Türkiye and Albania are two members of the NATO alliance who play a role in maintaining peace and stability in the Balkans region, said Turkish President Recep Tayyip Erdoğan on Thursday.
"Türkiye and Albania are two NATO allies contributing to the preservation of peace and stability in the Balkans," Erdoğan told a joint news conference in the capital Ankara with Edi Rama, Albania's prime minister, who is paying a one-day official visit.
Erdoğan said Albania was on "the right side of the history" in a UN General Assembly vote last December in favor of an immediate humanitarian cease-fire in the Gaza Strip, stressing the crucial importance of its solidarity with the "oppressed Palestinian people" at this time, over four months into Israeli onslaught in Gaza, which has taken nearly 30,000 lives.

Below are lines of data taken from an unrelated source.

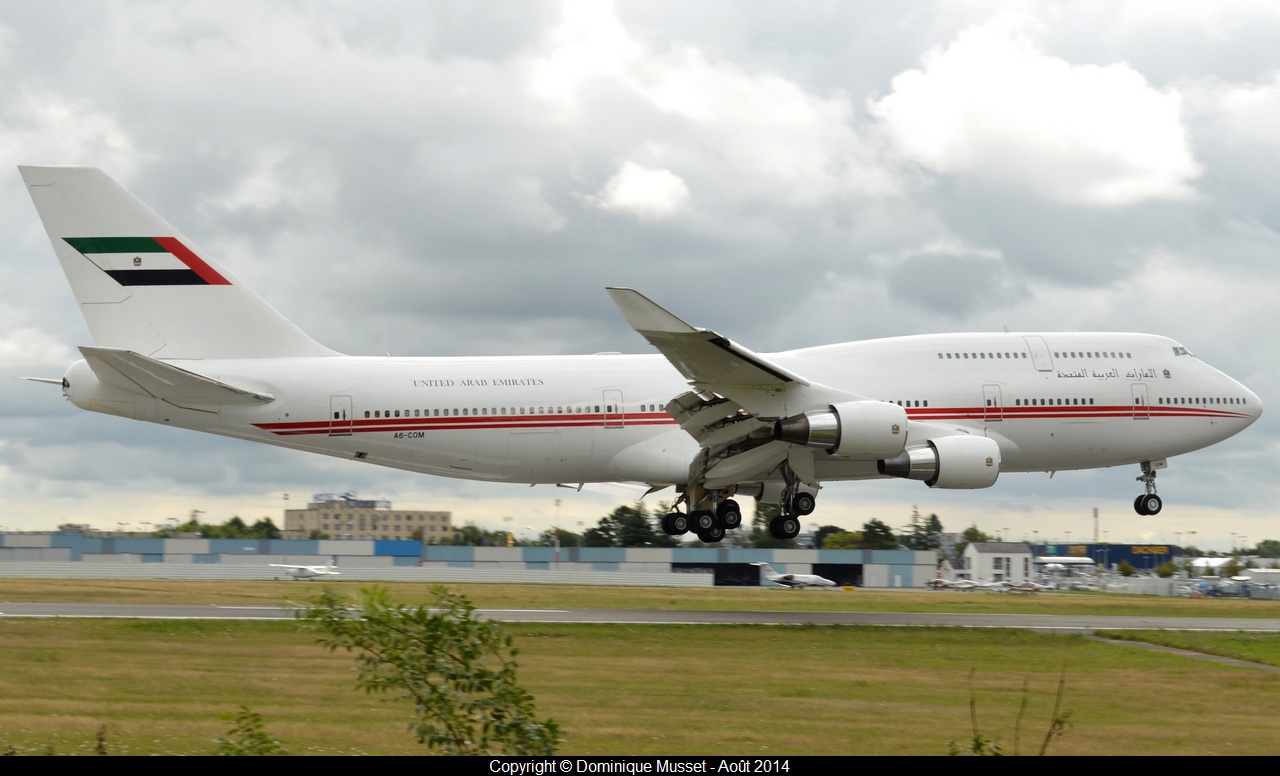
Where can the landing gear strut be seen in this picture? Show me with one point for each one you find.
(1148, 503)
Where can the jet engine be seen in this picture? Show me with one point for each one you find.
(862, 430)
(947, 462)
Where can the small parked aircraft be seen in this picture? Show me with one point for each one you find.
(307, 571)
(795, 580)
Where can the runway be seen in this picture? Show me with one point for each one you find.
(1082, 624)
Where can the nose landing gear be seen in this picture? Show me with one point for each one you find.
(1148, 503)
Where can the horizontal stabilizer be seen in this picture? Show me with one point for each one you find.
(168, 383)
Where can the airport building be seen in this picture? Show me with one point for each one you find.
(343, 516)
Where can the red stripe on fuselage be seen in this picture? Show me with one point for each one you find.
(365, 425)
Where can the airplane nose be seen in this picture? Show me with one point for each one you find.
(1253, 404)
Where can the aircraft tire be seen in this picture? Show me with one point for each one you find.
(786, 526)
(711, 535)
(702, 520)
(730, 515)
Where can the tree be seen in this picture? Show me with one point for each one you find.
(1232, 567)
(842, 541)
(819, 535)
(878, 535)
(567, 538)
(458, 671)
(248, 738)
(1267, 548)
(264, 529)
(970, 535)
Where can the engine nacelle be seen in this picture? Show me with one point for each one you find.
(958, 461)
(859, 430)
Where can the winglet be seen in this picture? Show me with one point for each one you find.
(645, 315)
(703, 356)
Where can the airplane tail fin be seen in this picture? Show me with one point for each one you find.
(146, 288)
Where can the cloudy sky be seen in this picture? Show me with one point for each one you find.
(464, 178)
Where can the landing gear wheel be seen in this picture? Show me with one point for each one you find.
(786, 526)
(803, 503)
(1148, 505)
(730, 515)
(711, 535)
(675, 524)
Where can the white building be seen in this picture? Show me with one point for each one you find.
(341, 516)
(999, 561)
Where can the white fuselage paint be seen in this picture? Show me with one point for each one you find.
(1051, 402)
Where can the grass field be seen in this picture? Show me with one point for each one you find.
(172, 687)
(588, 597)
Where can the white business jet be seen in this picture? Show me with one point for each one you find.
(178, 341)
(307, 571)
(795, 580)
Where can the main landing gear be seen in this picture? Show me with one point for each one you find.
(716, 515)
(1148, 503)
(787, 524)
(709, 525)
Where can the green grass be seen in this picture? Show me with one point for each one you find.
(588, 597)
(1253, 647)
(173, 687)
(169, 687)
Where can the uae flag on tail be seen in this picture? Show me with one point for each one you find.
(147, 260)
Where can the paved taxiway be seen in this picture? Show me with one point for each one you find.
(1042, 622)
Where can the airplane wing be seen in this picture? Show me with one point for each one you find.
(703, 356)
(736, 398)
(137, 373)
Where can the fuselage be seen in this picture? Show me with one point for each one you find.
(1051, 402)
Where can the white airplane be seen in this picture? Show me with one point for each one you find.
(795, 580)
(307, 571)
(178, 341)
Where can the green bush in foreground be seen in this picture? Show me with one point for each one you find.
(248, 738)
(458, 671)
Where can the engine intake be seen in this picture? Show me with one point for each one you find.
(860, 430)
(947, 462)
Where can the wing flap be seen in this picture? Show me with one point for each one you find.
(165, 382)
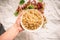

On the subject of the Fetullah Terrorist Organization (FETO), a group that mounted a failed coup in Türkiye in 2016 but continues to infiltrate and threaten other countries, Erdoğan said: "We will not allow the nefarious network attempting to poison our relations through the FETO terrorist organization to succeed; we will continue our fight against them."
Erdoğan added that Türkiye has elevated its trade volume with Albania to the level of $1 billion, and now they seek to double this to $2 billion.
Turkish relations with the Balkan nation of Albania derive their strength from shared history and strong social and cultural bonds, according to the Turkish Foreign Ministry.